Monday 15 October 2012

Freewriting

Freewriting is a way to record one's thoughts as they occur. Rather than letting one's inner editor interfere with one's writing (something writers often do), freewriting disallows editorial intervention in oneself.

This is a form of stream-of-consciousness writing. Physician, psychologist and philosopher William James (brother of, guess who, Henry James), invented the term "stream of consciousness." A famous bout of stream-of-consciousness writing ends James Joyce's Ulysses. Note, though, that literary stream-of-consciousness writing may actually be edited.

For my purposes here, free writing is not literary stream of consciousness. It is actual stream-of-consciousness writing (as close as one can come to recording one's own thoughts in words, which I realize is an imperfect art).
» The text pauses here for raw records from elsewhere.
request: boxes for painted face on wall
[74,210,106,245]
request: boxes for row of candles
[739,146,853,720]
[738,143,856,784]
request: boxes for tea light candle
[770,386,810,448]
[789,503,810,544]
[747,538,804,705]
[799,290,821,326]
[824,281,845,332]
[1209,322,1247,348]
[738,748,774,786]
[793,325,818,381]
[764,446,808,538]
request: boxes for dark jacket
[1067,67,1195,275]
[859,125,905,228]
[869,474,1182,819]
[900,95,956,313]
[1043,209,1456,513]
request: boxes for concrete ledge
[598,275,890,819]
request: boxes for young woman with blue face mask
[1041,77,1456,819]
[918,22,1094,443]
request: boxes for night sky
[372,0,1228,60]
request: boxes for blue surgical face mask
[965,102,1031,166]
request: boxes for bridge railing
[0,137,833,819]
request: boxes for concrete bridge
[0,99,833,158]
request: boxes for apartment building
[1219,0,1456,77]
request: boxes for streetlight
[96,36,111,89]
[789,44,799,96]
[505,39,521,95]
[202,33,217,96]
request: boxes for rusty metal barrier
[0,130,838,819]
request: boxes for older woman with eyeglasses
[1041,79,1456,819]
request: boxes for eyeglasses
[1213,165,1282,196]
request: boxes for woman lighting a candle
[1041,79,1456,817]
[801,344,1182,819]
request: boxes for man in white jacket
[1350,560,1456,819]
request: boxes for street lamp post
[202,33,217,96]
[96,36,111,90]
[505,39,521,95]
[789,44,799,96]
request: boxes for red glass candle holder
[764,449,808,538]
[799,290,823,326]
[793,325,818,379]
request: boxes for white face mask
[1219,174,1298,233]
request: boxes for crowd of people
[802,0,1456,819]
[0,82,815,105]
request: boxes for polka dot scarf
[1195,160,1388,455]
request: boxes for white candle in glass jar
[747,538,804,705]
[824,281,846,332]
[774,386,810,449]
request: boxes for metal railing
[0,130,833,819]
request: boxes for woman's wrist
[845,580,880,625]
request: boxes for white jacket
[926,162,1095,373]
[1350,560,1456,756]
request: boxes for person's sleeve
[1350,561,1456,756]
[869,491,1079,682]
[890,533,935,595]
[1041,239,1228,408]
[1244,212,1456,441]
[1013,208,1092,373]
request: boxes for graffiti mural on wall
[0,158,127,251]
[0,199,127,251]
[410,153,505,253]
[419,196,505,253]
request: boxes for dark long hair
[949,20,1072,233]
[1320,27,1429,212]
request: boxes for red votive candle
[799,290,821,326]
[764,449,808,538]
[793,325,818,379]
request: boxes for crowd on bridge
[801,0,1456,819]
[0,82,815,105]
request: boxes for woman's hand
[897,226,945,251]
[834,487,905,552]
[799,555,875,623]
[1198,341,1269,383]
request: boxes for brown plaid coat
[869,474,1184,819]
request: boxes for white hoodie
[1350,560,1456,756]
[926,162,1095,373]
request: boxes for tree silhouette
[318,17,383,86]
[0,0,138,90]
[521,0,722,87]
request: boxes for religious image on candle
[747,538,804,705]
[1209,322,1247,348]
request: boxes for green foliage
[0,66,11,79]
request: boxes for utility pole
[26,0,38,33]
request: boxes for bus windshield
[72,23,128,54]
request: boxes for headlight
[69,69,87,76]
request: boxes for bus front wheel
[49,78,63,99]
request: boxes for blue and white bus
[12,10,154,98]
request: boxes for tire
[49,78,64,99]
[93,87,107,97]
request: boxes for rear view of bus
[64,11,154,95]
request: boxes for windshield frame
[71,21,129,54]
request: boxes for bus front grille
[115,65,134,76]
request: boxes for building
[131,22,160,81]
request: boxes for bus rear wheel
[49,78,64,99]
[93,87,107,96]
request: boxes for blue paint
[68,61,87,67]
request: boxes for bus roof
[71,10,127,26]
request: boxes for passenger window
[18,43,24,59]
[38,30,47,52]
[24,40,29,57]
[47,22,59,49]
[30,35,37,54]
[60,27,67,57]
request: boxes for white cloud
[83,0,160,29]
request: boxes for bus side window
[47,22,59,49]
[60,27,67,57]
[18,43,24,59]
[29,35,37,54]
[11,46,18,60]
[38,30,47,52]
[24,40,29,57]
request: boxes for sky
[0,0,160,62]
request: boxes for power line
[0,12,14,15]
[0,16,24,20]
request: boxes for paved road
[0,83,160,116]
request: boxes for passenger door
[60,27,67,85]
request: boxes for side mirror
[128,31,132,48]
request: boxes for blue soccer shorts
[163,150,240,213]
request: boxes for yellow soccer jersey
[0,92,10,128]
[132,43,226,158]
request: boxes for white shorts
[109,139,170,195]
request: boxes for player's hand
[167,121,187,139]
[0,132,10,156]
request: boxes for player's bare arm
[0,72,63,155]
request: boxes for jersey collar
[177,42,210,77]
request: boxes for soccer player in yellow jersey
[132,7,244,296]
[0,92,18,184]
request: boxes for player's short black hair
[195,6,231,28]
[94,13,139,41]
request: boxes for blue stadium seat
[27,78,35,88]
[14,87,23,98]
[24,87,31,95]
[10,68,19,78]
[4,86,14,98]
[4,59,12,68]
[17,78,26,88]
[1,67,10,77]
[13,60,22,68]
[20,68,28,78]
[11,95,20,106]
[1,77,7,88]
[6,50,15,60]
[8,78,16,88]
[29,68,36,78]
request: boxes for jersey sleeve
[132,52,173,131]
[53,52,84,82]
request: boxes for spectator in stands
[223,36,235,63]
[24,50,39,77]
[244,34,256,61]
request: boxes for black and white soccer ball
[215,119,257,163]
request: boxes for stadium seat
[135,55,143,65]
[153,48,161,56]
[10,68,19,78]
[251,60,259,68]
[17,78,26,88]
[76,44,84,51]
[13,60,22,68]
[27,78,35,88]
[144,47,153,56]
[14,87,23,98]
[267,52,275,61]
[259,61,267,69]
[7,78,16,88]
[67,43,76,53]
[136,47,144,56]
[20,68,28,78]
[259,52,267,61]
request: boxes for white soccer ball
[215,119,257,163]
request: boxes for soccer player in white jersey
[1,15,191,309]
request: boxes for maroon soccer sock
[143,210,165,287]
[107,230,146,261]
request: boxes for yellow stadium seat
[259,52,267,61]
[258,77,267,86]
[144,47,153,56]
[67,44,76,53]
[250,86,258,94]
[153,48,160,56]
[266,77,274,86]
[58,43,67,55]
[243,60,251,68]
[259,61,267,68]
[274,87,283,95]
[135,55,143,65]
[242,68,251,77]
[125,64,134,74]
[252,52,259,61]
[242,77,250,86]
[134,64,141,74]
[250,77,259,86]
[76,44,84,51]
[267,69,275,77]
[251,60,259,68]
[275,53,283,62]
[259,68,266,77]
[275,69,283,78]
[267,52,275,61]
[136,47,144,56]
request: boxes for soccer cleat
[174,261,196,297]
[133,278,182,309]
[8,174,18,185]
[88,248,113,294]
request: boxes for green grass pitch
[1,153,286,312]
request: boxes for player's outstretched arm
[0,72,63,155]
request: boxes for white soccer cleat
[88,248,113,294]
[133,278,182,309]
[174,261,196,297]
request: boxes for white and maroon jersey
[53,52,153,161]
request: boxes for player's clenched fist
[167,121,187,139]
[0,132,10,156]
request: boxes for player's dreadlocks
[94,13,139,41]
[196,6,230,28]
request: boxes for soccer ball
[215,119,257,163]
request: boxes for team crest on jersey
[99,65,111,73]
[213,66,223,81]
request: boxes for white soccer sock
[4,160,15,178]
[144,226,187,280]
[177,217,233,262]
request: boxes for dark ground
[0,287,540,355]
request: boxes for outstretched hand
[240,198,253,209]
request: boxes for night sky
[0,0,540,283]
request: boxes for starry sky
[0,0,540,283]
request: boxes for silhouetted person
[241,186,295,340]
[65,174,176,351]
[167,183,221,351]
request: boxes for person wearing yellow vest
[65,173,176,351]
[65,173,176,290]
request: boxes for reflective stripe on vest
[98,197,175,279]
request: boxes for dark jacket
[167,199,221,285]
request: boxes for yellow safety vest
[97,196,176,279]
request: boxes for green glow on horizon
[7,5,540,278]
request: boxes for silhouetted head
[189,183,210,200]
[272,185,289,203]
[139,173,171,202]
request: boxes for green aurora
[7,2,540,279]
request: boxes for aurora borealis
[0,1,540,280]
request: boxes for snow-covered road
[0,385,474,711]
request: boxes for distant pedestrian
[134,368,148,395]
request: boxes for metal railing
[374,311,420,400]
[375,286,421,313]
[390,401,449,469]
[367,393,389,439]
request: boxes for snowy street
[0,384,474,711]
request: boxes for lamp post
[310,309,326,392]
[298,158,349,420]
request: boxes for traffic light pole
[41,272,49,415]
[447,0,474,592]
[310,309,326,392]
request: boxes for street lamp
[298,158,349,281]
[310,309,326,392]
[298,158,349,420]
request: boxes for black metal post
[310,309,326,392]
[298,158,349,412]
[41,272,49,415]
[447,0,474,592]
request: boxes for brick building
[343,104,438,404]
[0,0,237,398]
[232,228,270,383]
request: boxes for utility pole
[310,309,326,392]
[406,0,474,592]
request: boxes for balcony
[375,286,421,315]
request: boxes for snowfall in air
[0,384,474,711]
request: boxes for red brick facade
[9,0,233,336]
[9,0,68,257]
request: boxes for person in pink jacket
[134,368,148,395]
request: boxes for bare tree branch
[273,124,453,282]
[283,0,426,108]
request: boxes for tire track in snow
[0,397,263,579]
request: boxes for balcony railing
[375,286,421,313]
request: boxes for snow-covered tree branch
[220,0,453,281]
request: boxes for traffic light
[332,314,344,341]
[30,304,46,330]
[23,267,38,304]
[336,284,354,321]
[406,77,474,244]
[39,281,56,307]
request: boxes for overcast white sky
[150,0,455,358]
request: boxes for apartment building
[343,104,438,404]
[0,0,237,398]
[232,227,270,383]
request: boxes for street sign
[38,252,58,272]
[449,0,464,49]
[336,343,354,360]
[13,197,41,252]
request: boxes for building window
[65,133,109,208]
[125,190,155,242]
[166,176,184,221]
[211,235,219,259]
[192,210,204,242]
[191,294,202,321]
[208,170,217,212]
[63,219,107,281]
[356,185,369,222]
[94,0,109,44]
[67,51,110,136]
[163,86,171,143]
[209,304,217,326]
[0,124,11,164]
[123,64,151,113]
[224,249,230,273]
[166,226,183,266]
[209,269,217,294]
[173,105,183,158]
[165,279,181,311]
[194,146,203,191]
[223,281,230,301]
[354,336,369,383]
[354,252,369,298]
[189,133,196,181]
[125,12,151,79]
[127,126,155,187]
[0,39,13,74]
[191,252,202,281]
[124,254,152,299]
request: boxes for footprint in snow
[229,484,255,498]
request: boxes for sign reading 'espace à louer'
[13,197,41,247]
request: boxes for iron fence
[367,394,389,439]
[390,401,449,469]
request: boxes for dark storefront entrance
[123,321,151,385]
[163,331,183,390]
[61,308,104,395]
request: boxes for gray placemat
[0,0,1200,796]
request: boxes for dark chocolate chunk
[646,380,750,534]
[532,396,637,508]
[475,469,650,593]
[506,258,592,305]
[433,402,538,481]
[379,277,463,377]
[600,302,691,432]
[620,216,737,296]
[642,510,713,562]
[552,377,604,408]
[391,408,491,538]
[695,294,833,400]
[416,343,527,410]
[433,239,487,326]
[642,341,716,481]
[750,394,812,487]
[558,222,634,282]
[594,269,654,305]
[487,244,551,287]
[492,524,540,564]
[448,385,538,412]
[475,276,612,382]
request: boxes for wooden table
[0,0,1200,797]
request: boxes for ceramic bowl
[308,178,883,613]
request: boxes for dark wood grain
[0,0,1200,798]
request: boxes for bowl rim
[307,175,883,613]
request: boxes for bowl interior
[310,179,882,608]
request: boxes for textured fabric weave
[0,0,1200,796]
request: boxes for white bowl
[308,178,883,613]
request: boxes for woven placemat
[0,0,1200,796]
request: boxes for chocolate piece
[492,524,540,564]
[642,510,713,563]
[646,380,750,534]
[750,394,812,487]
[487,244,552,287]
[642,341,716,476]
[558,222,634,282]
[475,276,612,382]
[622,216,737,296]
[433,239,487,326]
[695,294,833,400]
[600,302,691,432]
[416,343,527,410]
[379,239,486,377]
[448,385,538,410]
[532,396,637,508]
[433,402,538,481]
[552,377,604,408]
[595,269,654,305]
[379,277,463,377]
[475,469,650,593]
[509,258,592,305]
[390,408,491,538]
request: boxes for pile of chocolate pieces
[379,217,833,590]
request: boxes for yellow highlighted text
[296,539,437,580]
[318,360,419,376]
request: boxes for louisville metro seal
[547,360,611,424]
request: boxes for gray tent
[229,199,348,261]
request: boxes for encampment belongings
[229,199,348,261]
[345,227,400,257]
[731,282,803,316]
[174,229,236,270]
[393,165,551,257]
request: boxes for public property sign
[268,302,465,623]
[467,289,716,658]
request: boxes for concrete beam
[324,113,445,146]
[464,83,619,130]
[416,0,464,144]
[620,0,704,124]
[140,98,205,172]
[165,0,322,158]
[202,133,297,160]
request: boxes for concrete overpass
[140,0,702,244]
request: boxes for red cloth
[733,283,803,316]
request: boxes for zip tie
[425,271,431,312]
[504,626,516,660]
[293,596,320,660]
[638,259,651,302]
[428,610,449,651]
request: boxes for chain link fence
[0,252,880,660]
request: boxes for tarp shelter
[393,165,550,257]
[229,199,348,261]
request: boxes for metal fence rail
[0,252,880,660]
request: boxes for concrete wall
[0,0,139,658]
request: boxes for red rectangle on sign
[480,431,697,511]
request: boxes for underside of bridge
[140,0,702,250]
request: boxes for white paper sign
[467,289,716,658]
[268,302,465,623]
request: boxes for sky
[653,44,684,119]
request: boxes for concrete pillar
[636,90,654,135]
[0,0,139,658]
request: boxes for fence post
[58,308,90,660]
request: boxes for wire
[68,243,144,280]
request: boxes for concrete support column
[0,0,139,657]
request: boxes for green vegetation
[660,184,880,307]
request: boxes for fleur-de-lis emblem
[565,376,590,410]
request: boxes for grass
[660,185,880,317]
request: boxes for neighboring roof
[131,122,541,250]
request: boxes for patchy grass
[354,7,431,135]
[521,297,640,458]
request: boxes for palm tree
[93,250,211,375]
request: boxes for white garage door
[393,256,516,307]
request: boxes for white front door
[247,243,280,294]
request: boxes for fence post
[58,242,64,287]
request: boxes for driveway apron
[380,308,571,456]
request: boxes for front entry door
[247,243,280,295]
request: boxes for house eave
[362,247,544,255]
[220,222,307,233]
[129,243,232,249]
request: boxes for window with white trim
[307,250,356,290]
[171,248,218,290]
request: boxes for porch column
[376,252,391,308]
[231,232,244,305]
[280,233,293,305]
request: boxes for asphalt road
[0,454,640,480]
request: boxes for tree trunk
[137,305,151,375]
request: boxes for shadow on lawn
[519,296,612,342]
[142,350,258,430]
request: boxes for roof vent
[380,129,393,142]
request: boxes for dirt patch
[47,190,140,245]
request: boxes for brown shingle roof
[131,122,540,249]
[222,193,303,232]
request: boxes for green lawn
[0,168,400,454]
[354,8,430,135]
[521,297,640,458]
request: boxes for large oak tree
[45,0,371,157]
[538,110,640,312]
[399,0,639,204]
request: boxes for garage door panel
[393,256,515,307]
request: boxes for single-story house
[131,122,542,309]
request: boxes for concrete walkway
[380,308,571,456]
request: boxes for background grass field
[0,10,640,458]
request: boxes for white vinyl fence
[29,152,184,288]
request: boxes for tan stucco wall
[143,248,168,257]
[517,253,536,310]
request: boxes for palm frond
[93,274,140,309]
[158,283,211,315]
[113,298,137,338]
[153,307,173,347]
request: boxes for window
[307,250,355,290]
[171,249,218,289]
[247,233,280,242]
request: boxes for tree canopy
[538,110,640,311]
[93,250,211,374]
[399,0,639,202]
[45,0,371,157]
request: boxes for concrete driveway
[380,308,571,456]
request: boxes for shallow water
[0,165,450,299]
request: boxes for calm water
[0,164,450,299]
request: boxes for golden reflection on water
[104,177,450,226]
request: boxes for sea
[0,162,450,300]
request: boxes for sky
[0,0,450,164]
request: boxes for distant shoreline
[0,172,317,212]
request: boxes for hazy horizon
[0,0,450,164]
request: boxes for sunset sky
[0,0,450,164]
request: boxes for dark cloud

I recommend using a pen and paper rather than a keyboard, for keyboards make deleting text tempting, and frequent typos will make one's inner editor wake up screaming from its slumber. In freewriting, one cannot go back and change anything: spelling errors, weird words, embarrassing thoughts, nonstandard grammar, improper punctuation must all remain. Just keep writing, without stopping or going back to change things, for at least 15 minutes.

Pure freewriting has no topic at all. The results can be weird and disturbing, but pure writing is useful for unblocking yourself or working on a problem that you are not sure you have or when you are not sure what the problem is.

Focussed freewriting has a topic. Focussed freewriting is beneficial for working on specific ideas. Unlike pure writing, focussed freewriting could be clear enough for someone else to read, but again, without fussing about grammar or even logic.